Além do ensino da História, a ECRI também apontou o dedo à Inspecção-Geral da Administração Interna (IGAI) por, afirma, tolerar o racismo e não fazer um seguimento adequado das denúncias. Apesar das acusações de violência racista cometida por agentes de polícia, “nenhuma autoridade reuniu sistematicamente estas acusações e procedeu a um inquérito eficaz para determinar se são ou não verdadeiras”, lê-se no relatório. “Isto levou ao medo e falta de confiança na polícia, particularmente entre as pessoas de origem africana.”

Esta tomada de posição levou as autoridades portuguesas a pedirem a publicação de um “Ponto de vista do Governo”, num apêndice ao documento. Aí, a PSP e a IGAI refutam a maioria das conclusões que lhes dizem respeito, em particular a acusação de que toleram o racismo. A IGAI insurge-se contra a mencionada necessidade de um organismo que investigue alegados casos de racismo e violência da polícia, e apresenta-se como esse “órgão independente”. A Direcção Nacional da PSP fez saber que muitas das respostas que enviou à ECRI quando o país estava a ser avaliado foram mesmo ignoradas.

Chegamos às nossas recomendações ao ouvir o que dizem a sociedade civil, os investigadores, as autoridades Wolfram Bechtel, ECRI

Wolfram Bechtel relativiza: “Os comentários [negativos] são só de duas organizações governamentais. A ECRI falou com muitas mais.” Além disso, “cobrir o assunto do racismo e intolerância nestas páginas exige foco”. E se é facto que é uma “selecção difícil de satisfazer toda a gente”, também é responsabilidade da comissão escolher “os assuntos em que se quer focar”. Quem também se queixou foi Duarte Marques. Supostas declarações racistas do deputado do PSD eram citadas numa primeira versão do relatório, tornando-o exemplo deste tipo de discurso entre políticos. O documento já foi corrigido pela ECRI já depois da primeira versão ter sido divulgada.

OCDE debaixo de fogo

O trabalho apresentado pela ECRI não é o primeiro relatório internacional a ser polémico nos últimos tempos. Há cerca de um mês o mais recente Education at a Glance (que é feito anualmente pela OCDE desde 2000) caiu que nem uma bomba. Os sindicatos apontaram erros nos número disponibilizados sobre salários dos professores e prometeram invadir as caixas de e-mail da organização com reclamações.
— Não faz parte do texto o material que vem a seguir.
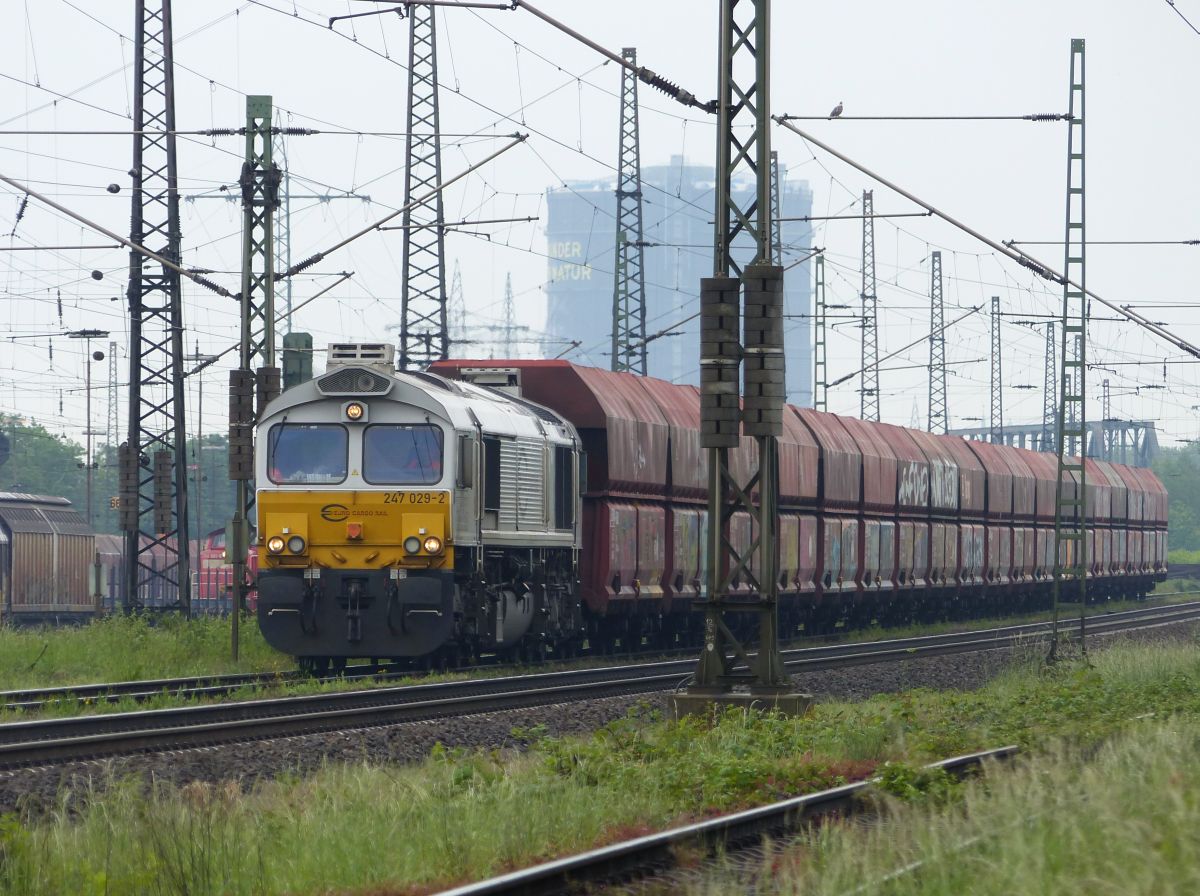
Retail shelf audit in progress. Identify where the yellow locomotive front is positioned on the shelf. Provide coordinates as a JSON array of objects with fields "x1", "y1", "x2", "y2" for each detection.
[{"x1": 254, "y1": 348, "x2": 457, "y2": 667}]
“Com a polémica que existiu nem era preciso ir ao anexo técnico”, comenta ao PÚBLICO Nuno Rodrigues, director de Serviços de Estatísticas da Educação na Direcção-Geral de Estatísticas da Educação e Ciência e responsável por fornecer à OCDE os dados relativos a Portugal. Bastaria ler o título do gráfico, continua, porque os valores apresentados para os salários dos professores correspondem à paridade do poder de compra (PPS) e, por isso, não são o rendimento real. A OCDE (e outros organismos) utiliza este método para poder comparar países.

João Dias da Silva, da Federação Nacional da Educação (FNE), admite que as questões inicialmente levantadas pelos sindicatos se prendiam com a interpretação errada dos dados, que não tiveram em conta que os números eram apresentados em PPS. Além disso, o facto de as pessoas não se reverem individualmente nos números, que são uma representação do universo dos professores, também levantou problemas. Mas persistem dúvidas sobre outros dados, nomeadamente o tempo de trabalho, os salários e a carreira docente que aparecem no relatório e que o responsável da FNE faz saber que já foram colocadas à OCDE.

Dias depois de se saber o conteúdo desta avaliação, o ministro da Educação, Tiago Brandão Rodrigues dizia ao PÚBLICO que o documento “não é uma bomba”.

“Em Portugal, o Education at a Glance é alimentado com o inquérito UOE (produzido para a UNESCO, OCDE e Eurostat)” e outras fontes como o INE e o Instituto de Gestão Financeira, explica Nuno Rodrigues. “Depois, dependendo do ano em que está a ser realizado há estudos internacionais que podem ser utilizados”, como os do Programa Internacional de Avaliação de Alunos (também da OCDE).

“A nossa preocupação é a independência. A equipa não comenta os dados. Há outras pessoas que têm de o fazer. Nós temos de dar aos utilizadores, sejam eles quais forem, a informação”, declara Rodrigues.